Under Soviet administration (1939–41) great changes were introduced affecting Jewish life. All activities of a political or Zionist nature were suppressed, and private enterprise was terminated. Jewish refugees arrived from Ostrow Mazowieck and were offered assistance by the Jewish community. A great number of these refugees were exiled to the Soviet interior. In the spring of 1941 the young Jews were drafted into the Soviet army. After the war between Germany and the U.S.S.R. broke out (June 22, 1941), the town fell to the Germans. A Judenrat was set up on German orders, headed by Gerszom Srebrowicz. It tried to alleviate the suffering of the community, but when it did not comply with all the German demands it was disbanded and a new Judenrat was set up, headed by a man who did not belong to the local community.
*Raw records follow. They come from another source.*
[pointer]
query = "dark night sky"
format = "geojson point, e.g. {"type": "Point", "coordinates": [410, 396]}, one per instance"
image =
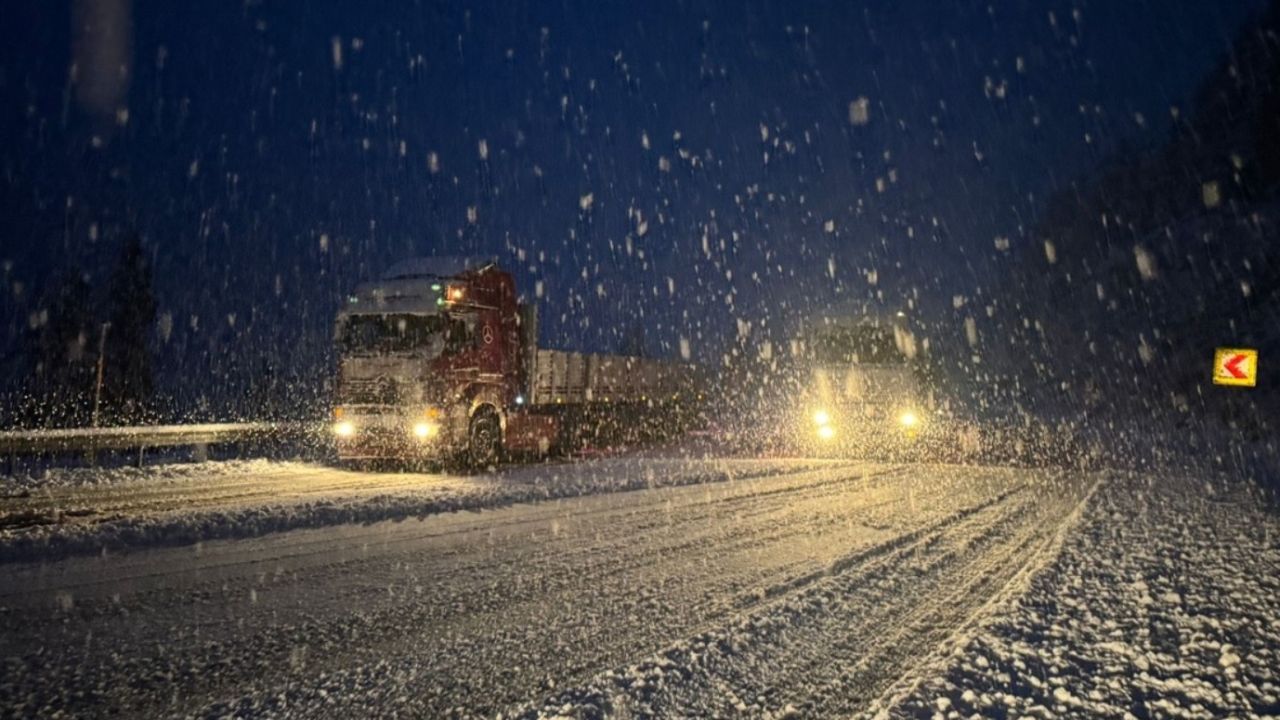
{"type": "Point", "coordinates": [268, 177]}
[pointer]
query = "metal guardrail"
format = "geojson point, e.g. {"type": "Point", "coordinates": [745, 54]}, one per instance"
{"type": "Point", "coordinates": [90, 440]}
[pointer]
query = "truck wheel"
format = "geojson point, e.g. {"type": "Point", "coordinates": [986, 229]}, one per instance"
{"type": "Point", "coordinates": [484, 440]}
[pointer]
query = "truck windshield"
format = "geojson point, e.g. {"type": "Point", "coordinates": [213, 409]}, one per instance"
{"type": "Point", "coordinates": [873, 346]}
{"type": "Point", "coordinates": [429, 335]}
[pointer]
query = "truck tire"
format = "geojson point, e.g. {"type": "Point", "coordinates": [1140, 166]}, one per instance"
{"type": "Point", "coordinates": [484, 440]}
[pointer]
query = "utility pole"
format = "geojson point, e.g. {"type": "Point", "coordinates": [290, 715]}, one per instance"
{"type": "Point", "coordinates": [101, 364]}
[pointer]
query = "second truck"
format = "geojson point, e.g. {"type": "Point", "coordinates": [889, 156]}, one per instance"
{"type": "Point", "coordinates": [439, 360]}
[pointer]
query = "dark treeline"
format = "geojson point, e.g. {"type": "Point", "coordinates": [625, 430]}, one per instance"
{"type": "Point", "coordinates": [1133, 274]}
{"type": "Point", "coordinates": [87, 351]}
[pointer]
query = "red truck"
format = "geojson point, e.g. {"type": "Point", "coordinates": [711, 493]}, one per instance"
{"type": "Point", "coordinates": [439, 360]}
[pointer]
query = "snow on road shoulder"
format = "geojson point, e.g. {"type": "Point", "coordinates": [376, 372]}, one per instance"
{"type": "Point", "coordinates": [92, 511]}
{"type": "Point", "coordinates": [1162, 602]}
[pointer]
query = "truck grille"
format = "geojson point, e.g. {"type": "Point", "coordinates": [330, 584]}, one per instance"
{"type": "Point", "coordinates": [374, 391]}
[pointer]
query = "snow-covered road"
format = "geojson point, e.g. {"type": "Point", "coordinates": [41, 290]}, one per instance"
{"type": "Point", "coordinates": [787, 587]}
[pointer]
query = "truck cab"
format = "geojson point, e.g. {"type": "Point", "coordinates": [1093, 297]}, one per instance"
{"type": "Point", "coordinates": [858, 392]}
{"type": "Point", "coordinates": [429, 361]}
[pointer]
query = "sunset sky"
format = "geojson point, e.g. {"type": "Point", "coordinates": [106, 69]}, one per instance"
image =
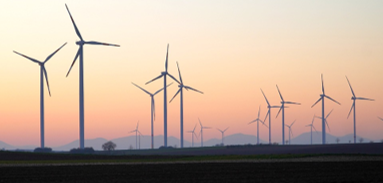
{"type": "Point", "coordinates": [227, 49]}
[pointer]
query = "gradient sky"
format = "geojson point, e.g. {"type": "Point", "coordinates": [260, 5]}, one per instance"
{"type": "Point", "coordinates": [227, 49]}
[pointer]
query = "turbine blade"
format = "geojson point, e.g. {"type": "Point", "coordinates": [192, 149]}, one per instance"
{"type": "Point", "coordinates": [173, 78]}
{"type": "Point", "coordinates": [158, 77]}
{"type": "Point", "coordinates": [188, 87]}
{"type": "Point", "coordinates": [100, 43]}
{"type": "Point", "coordinates": [268, 113]}
{"type": "Point", "coordinates": [179, 73]}
{"type": "Point", "coordinates": [268, 104]}
{"type": "Point", "coordinates": [29, 58]}
{"type": "Point", "coordinates": [316, 102]}
{"type": "Point", "coordinates": [141, 89]}
{"type": "Point", "coordinates": [175, 94]}
{"type": "Point", "coordinates": [74, 24]}
{"type": "Point", "coordinates": [279, 111]}
{"type": "Point", "coordinates": [74, 61]}
{"type": "Point", "coordinates": [51, 55]}
{"type": "Point", "coordinates": [332, 99]}
{"type": "Point", "coordinates": [322, 83]}
{"type": "Point", "coordinates": [46, 79]}
{"type": "Point", "coordinates": [352, 106]}
{"type": "Point", "coordinates": [352, 91]}
{"type": "Point", "coordinates": [329, 114]}
{"type": "Point", "coordinates": [280, 93]}
{"type": "Point", "coordinates": [166, 61]}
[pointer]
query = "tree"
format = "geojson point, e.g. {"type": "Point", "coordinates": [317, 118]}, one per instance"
{"type": "Point", "coordinates": [109, 146]}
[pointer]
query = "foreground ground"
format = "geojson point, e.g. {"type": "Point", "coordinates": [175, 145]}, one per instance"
{"type": "Point", "coordinates": [337, 164]}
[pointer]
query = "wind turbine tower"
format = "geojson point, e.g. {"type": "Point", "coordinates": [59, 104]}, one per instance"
{"type": "Point", "coordinates": [43, 73]}
{"type": "Point", "coordinates": [223, 133]}
{"type": "Point", "coordinates": [257, 120]}
{"type": "Point", "coordinates": [322, 96]}
{"type": "Point", "coordinates": [290, 131]}
{"type": "Point", "coordinates": [153, 113]}
{"type": "Point", "coordinates": [269, 114]}
{"type": "Point", "coordinates": [202, 127]}
{"type": "Point", "coordinates": [193, 133]}
{"type": "Point", "coordinates": [182, 86]}
{"type": "Point", "coordinates": [164, 74]}
{"type": "Point", "coordinates": [80, 53]}
{"type": "Point", "coordinates": [354, 98]}
{"type": "Point", "coordinates": [283, 102]}
{"type": "Point", "coordinates": [311, 127]}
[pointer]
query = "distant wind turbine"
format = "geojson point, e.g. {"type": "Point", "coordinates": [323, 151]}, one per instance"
{"type": "Point", "coordinates": [202, 127]}
{"type": "Point", "coordinates": [43, 73]}
{"type": "Point", "coordinates": [80, 53]}
{"type": "Point", "coordinates": [311, 127]}
{"type": "Point", "coordinates": [290, 131]}
{"type": "Point", "coordinates": [322, 96]}
{"type": "Point", "coordinates": [354, 98]}
{"type": "Point", "coordinates": [258, 120]}
{"type": "Point", "coordinates": [153, 113]}
{"type": "Point", "coordinates": [325, 119]}
{"type": "Point", "coordinates": [283, 102]}
{"type": "Point", "coordinates": [193, 134]}
{"type": "Point", "coordinates": [268, 115]}
{"type": "Point", "coordinates": [136, 130]}
{"type": "Point", "coordinates": [223, 133]}
{"type": "Point", "coordinates": [182, 86]}
{"type": "Point", "coordinates": [164, 74]}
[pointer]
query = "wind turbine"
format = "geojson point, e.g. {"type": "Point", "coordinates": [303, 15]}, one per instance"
{"type": "Point", "coordinates": [311, 127]}
{"type": "Point", "coordinates": [182, 86]}
{"type": "Point", "coordinates": [354, 98]}
{"type": "Point", "coordinates": [325, 119]}
{"type": "Point", "coordinates": [163, 74]}
{"type": "Point", "coordinates": [202, 127]}
{"type": "Point", "coordinates": [223, 133]}
{"type": "Point", "coordinates": [283, 102]}
{"type": "Point", "coordinates": [43, 73]}
{"type": "Point", "coordinates": [136, 130]}
{"type": "Point", "coordinates": [290, 131]}
{"type": "Point", "coordinates": [153, 113]}
{"type": "Point", "coordinates": [257, 120]}
{"type": "Point", "coordinates": [322, 96]}
{"type": "Point", "coordinates": [268, 115]}
{"type": "Point", "coordinates": [80, 53]}
{"type": "Point", "coordinates": [193, 133]}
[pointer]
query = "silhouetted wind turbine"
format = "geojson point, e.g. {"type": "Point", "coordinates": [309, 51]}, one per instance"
{"type": "Point", "coordinates": [223, 133]}
{"type": "Point", "coordinates": [80, 53]}
{"type": "Point", "coordinates": [182, 86]}
{"type": "Point", "coordinates": [311, 127]}
{"type": "Point", "coordinates": [257, 120]}
{"type": "Point", "coordinates": [325, 119]}
{"type": "Point", "coordinates": [322, 96]}
{"type": "Point", "coordinates": [354, 98]}
{"type": "Point", "coordinates": [163, 74]}
{"type": "Point", "coordinates": [193, 133]}
{"type": "Point", "coordinates": [283, 102]}
{"type": "Point", "coordinates": [268, 115]}
{"type": "Point", "coordinates": [136, 130]}
{"type": "Point", "coordinates": [202, 127]}
{"type": "Point", "coordinates": [43, 73]}
{"type": "Point", "coordinates": [290, 131]}
{"type": "Point", "coordinates": [153, 113]}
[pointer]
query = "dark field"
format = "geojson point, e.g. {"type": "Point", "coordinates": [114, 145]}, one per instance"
{"type": "Point", "coordinates": [328, 163]}
{"type": "Point", "coordinates": [201, 172]}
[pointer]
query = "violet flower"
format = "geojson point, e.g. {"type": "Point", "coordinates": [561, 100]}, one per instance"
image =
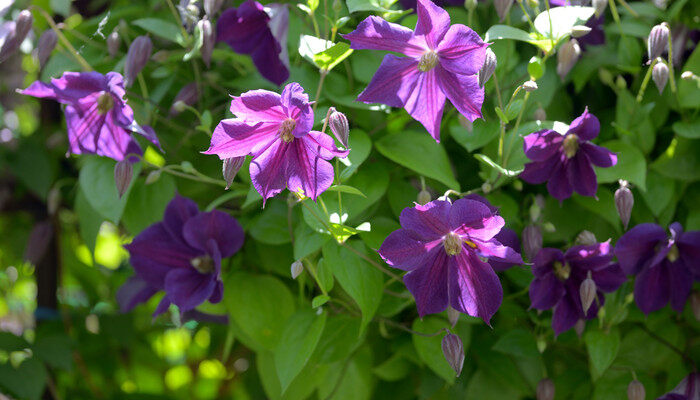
{"type": "Point", "coordinates": [249, 29]}
{"type": "Point", "coordinates": [182, 256]}
{"type": "Point", "coordinates": [443, 62]}
{"type": "Point", "coordinates": [441, 244]}
{"type": "Point", "coordinates": [665, 267]}
{"type": "Point", "coordinates": [276, 131]}
{"type": "Point", "coordinates": [98, 119]}
{"type": "Point", "coordinates": [564, 161]}
{"type": "Point", "coordinates": [558, 278]}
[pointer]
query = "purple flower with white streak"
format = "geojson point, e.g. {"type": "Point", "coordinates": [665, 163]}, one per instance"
{"type": "Point", "coordinates": [558, 278]}
{"type": "Point", "coordinates": [182, 256]}
{"type": "Point", "coordinates": [441, 245]}
{"type": "Point", "coordinates": [260, 32]}
{"type": "Point", "coordinates": [566, 161]}
{"type": "Point", "coordinates": [98, 119]}
{"type": "Point", "coordinates": [443, 62]}
{"type": "Point", "coordinates": [665, 267]}
{"type": "Point", "coordinates": [276, 130]}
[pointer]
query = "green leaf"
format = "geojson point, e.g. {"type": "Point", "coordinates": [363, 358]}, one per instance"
{"type": "Point", "coordinates": [297, 344]}
{"type": "Point", "coordinates": [360, 280]}
{"type": "Point", "coordinates": [419, 152]}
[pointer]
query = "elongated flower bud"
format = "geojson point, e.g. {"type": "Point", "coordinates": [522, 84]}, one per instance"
{"type": "Point", "coordinates": [47, 42]}
{"type": "Point", "coordinates": [123, 172]}
{"type": "Point", "coordinates": [340, 127]}
{"type": "Point", "coordinates": [660, 75]}
{"type": "Point", "coordinates": [657, 42]}
{"type": "Point", "coordinates": [545, 389]}
{"type": "Point", "coordinates": [230, 169]}
{"type": "Point", "coordinates": [567, 57]}
{"type": "Point", "coordinates": [624, 202]}
{"type": "Point", "coordinates": [136, 58]}
{"type": "Point", "coordinates": [454, 352]}
{"type": "Point", "coordinates": [488, 68]}
{"type": "Point", "coordinates": [635, 391]}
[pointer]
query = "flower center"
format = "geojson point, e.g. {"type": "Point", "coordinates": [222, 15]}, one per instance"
{"type": "Point", "coordinates": [427, 61]}
{"type": "Point", "coordinates": [453, 244]}
{"type": "Point", "coordinates": [570, 145]}
{"type": "Point", "coordinates": [105, 103]}
{"type": "Point", "coordinates": [203, 264]}
{"type": "Point", "coordinates": [286, 129]}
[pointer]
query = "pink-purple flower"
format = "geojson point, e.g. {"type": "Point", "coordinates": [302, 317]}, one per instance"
{"type": "Point", "coordinates": [442, 62]}
{"type": "Point", "coordinates": [276, 130]}
{"type": "Point", "coordinates": [566, 161]}
{"type": "Point", "coordinates": [182, 256]}
{"type": "Point", "coordinates": [441, 245]}
{"type": "Point", "coordinates": [98, 119]}
{"type": "Point", "coordinates": [558, 279]}
{"type": "Point", "coordinates": [665, 266]}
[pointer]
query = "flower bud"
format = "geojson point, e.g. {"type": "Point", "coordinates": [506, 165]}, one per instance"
{"type": "Point", "coordinates": [47, 42]}
{"type": "Point", "coordinates": [338, 123]}
{"type": "Point", "coordinates": [660, 75]}
{"type": "Point", "coordinates": [545, 389]}
{"type": "Point", "coordinates": [488, 68]}
{"type": "Point", "coordinates": [587, 291]}
{"type": "Point", "coordinates": [532, 241]}
{"type": "Point", "coordinates": [657, 42]}
{"type": "Point", "coordinates": [230, 168]}
{"type": "Point", "coordinates": [136, 58]}
{"type": "Point", "coordinates": [624, 201]}
{"type": "Point", "coordinates": [502, 8]}
{"type": "Point", "coordinates": [113, 44]}
{"type": "Point", "coordinates": [297, 268]}
{"type": "Point", "coordinates": [635, 391]}
{"type": "Point", "coordinates": [454, 352]}
{"type": "Point", "coordinates": [567, 57]}
{"type": "Point", "coordinates": [123, 172]}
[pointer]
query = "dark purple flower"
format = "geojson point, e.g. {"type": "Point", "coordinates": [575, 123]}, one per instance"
{"type": "Point", "coordinates": [276, 131]}
{"type": "Point", "coordinates": [443, 62]}
{"type": "Point", "coordinates": [664, 266]}
{"type": "Point", "coordinates": [558, 278]}
{"type": "Point", "coordinates": [565, 161]}
{"type": "Point", "coordinates": [99, 120]}
{"type": "Point", "coordinates": [182, 256]}
{"type": "Point", "coordinates": [248, 29]}
{"type": "Point", "coordinates": [441, 245]}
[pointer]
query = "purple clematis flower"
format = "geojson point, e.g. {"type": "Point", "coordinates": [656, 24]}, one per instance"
{"type": "Point", "coordinates": [262, 33]}
{"type": "Point", "coordinates": [441, 245]}
{"type": "Point", "coordinates": [276, 131]}
{"type": "Point", "coordinates": [443, 62]}
{"type": "Point", "coordinates": [564, 161]}
{"type": "Point", "coordinates": [558, 278]}
{"type": "Point", "coordinates": [99, 120]}
{"type": "Point", "coordinates": [665, 267]}
{"type": "Point", "coordinates": [182, 256]}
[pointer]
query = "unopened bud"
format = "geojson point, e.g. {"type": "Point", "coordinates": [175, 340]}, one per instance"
{"type": "Point", "coordinates": [532, 241]}
{"type": "Point", "coordinates": [230, 168]}
{"type": "Point", "coordinates": [297, 268]}
{"type": "Point", "coordinates": [660, 75]}
{"type": "Point", "coordinates": [338, 123]}
{"type": "Point", "coordinates": [567, 57]}
{"type": "Point", "coordinates": [657, 42]}
{"type": "Point", "coordinates": [454, 352]}
{"type": "Point", "coordinates": [545, 389]}
{"type": "Point", "coordinates": [136, 58]}
{"type": "Point", "coordinates": [587, 291]}
{"type": "Point", "coordinates": [47, 42]}
{"type": "Point", "coordinates": [624, 202]}
{"type": "Point", "coordinates": [488, 68]}
{"type": "Point", "coordinates": [123, 172]}
{"type": "Point", "coordinates": [635, 391]}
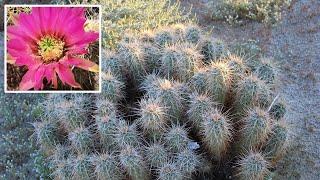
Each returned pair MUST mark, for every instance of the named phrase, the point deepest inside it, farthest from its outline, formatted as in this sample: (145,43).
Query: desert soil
(295,45)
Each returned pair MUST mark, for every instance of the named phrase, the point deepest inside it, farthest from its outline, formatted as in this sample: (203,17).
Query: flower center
(50,48)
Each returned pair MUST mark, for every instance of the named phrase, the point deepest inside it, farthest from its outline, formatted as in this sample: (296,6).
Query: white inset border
(50,91)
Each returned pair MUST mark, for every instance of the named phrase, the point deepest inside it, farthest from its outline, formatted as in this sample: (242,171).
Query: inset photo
(52,48)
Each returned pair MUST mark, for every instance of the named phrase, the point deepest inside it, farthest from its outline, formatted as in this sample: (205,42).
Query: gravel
(295,46)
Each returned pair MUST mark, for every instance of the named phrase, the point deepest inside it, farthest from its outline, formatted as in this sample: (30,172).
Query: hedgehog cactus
(127,135)
(278,141)
(164,37)
(177,139)
(170,171)
(46,134)
(216,133)
(250,92)
(156,155)
(153,118)
(112,88)
(134,164)
(199,105)
(81,139)
(107,167)
(106,128)
(83,167)
(278,110)
(213,50)
(180,61)
(169,94)
(188,162)
(255,130)
(172,102)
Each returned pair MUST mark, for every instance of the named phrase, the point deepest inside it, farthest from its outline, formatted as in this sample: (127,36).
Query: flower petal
(81,63)
(27,81)
(66,76)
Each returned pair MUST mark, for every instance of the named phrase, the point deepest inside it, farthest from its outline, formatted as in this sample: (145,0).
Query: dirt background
(295,45)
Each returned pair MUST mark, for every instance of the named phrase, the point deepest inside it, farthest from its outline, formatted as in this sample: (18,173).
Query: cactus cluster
(197,107)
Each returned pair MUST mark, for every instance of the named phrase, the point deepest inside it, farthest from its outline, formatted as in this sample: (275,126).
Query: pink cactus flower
(48,41)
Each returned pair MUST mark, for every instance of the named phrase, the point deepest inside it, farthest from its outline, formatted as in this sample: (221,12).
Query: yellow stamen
(50,48)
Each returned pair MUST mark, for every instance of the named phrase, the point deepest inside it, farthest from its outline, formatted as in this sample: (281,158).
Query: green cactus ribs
(174,105)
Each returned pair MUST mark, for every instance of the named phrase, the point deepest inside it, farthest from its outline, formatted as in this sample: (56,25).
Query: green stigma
(50,48)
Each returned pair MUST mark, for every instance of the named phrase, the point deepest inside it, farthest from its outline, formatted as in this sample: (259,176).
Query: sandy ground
(295,46)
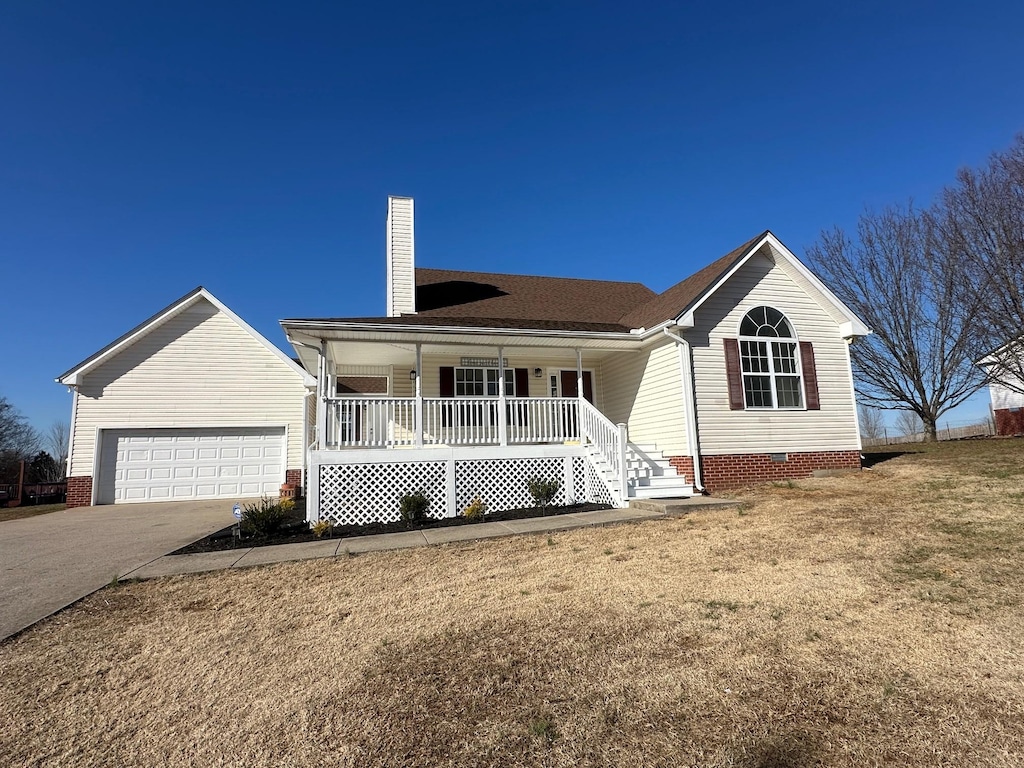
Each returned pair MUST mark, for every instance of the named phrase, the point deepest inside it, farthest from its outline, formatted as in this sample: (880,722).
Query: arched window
(769,360)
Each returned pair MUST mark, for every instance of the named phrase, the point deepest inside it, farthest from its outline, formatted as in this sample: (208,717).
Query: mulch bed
(296,529)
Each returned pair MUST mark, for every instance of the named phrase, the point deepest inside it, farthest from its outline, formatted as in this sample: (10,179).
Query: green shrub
(543,491)
(476,510)
(414,508)
(322,528)
(264,517)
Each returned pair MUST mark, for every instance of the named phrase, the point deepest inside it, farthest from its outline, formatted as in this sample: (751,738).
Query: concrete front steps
(648,473)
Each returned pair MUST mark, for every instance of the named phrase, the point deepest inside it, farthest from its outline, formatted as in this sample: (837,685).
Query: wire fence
(978,429)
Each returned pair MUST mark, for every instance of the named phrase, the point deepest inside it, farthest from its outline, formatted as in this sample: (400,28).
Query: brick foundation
(79,492)
(1010,421)
(294,476)
(683,465)
(720,472)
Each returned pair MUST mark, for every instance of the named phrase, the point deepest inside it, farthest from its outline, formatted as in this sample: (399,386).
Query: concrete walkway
(49,561)
(246,557)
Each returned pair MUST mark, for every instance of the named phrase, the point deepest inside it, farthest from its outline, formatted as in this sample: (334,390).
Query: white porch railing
(370,422)
(390,422)
(609,439)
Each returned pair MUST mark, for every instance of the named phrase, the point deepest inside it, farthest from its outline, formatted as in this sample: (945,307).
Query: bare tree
(57,444)
(896,276)
(908,424)
(982,219)
(17,439)
(871,422)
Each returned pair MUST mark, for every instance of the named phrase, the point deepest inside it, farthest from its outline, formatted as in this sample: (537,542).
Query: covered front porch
(459,414)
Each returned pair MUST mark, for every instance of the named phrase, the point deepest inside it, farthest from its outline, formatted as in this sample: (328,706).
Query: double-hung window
(769,360)
(482,382)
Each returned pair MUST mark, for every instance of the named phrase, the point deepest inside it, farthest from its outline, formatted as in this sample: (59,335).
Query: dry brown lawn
(858,621)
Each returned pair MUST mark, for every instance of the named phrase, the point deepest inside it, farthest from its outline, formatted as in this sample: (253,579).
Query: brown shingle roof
(433,321)
(456,298)
(673,301)
(451,293)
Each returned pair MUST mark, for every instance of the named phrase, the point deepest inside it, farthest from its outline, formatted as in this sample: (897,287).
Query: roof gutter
(455,330)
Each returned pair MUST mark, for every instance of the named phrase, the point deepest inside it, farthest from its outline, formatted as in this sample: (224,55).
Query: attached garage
(193,403)
(155,465)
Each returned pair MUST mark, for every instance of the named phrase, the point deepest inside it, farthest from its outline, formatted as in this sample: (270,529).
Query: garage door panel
(200,463)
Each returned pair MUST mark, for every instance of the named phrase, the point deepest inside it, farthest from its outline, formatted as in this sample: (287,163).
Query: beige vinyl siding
(805,285)
(1003,396)
(644,390)
(401,279)
(761,282)
(198,369)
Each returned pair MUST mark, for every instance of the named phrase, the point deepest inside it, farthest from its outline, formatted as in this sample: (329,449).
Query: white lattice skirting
(364,486)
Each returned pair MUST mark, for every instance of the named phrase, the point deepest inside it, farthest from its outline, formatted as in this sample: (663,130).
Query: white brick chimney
(400,257)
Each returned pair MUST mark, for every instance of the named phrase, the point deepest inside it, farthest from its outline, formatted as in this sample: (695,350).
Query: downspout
(305,415)
(71,430)
(689,403)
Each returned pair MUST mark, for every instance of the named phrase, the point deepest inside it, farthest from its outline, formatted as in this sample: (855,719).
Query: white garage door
(154,465)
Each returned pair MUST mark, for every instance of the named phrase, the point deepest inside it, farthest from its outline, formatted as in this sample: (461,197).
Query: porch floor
(241,558)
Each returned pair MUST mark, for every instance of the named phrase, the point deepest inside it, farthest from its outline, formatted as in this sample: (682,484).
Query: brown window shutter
(448,381)
(521,382)
(733,374)
(810,376)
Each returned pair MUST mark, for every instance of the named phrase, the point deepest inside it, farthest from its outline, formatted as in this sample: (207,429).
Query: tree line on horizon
(942,290)
(44,454)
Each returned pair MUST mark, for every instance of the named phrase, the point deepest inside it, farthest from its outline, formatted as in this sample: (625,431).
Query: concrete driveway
(49,561)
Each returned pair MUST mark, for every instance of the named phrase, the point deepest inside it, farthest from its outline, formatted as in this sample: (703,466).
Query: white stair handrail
(609,439)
The first Aktion was carried out on Aug. 19, 1941, in which about 1,500 persons were murdered in the region of Szumowo. During a second Aktion on Sept. 4, 1941, 1,000 persons were put to death in the locality of Rutki-Kosaki. At the end of December 1941 about 2,000 Jews were forced into a ghetto and subjected to starvation. Typhus epidemics broke out, and the hospital set up to aid the population worked ceaselessly. People began fleeing to the forests in an attempt to join the partisans. The severe conditions of the forest, as well as the antisemitic attitude of the partisans, forced many Jews to return to the ghetto. Nevertheless, some Jews were able to join partisan units which operated in the area of the Pniewa forest. Many of them were killed by members of the Polish underground Armia Krajowa. In November 1942 about 20,000 Jews from Zambrow and the vicinity were rounded up and interned in a former army camp. On Jan. 12, 1943, their transport to Auschwitz began in batches of 2,000 a night. Two hundred elderly and sick were poisoned and disposed of locally. After the war, only a few survivors from Zambrow and the vicinity remained. Others returned from the Soviet Union. Most of the survivors left again for Bialystok and Lodz, and later left Poland. Societies of emigrants from Zambrow were established in the U.S., Argentina, and Israel. A memorial book, Sefer Zambrov, in Hebrew and Yiddish with English summary, was published in 1963.

[Aharon Weiss]

bibliography:

W.A.P. Bialystok, zob, 12:1–38 (= cahjp, Ḥm 7546–53); R. Mahler, Yidn in Amolikn Poyln in Likht fun Tsifern (1958), index; B. Wasiutyński, Ludność żdowska w Polsce w wiekach xix i xx (1930), 36; Ha-Meliẓ, 123 (June 4, 1887); Ha-Ẓefirah, 167 (1895); 36 (1897).